A: Yes. Add cache_control the same way. The usage object with cache stats is returned in the final stream event, not the first.
Q: What is the minimum token count to trigger caching?
A: 1,024 tokens for Claude Sonnet and Opus models. 2,048 tokens for Haiku. Requests below these thresholds are processed normally with no error — you just won't see cache_creation_input_tokens increment.
Q: Can I cache multiple blocks in one request?
A: Yes, up to four cache breakpoints per request. Place cache_control on the last item of each distinct static block — for example, one on your system prompt and one on your few-shot examples.

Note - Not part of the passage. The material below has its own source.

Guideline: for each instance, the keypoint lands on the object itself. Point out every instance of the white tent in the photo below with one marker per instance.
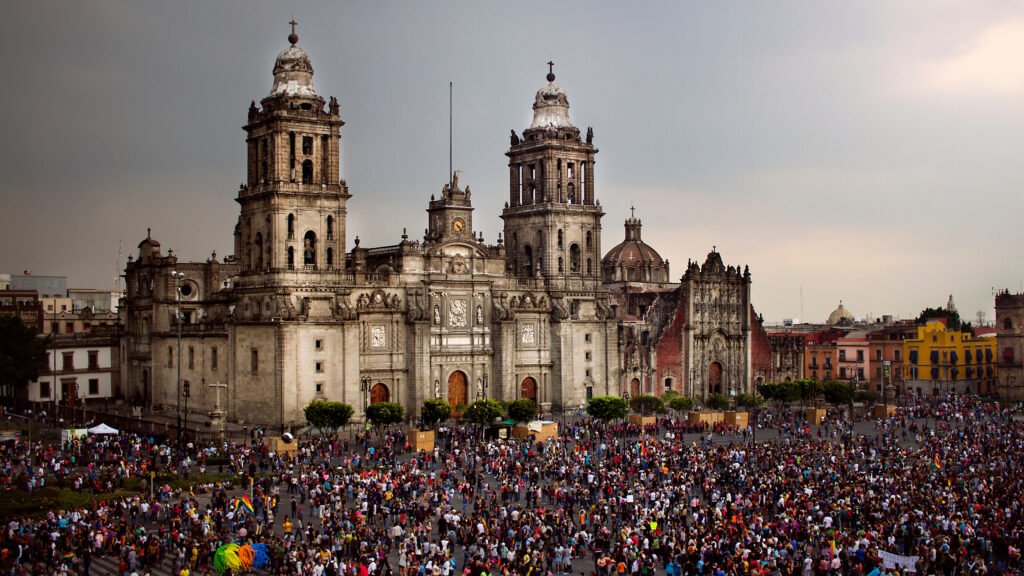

Q: Does the cache persist across different API keys or regions? A: No. The cache is scoped to your API key and Anthropic's server-side infrastructure. Requests routed to different backend nodes (rare but possible) may miss the cache on first hit. In production on AWS us-east-1, you'll typically see consistent hits after the first request within the 5-minute TTL window.
Q: What happens if I change one word in a cached system prompt? A: The entire cache entry is invalidated. Even a single character change creates a new cache entry and charges the 125% write cost again. Keep your static prefix truly static — move any dynamic content to the uncached suffix.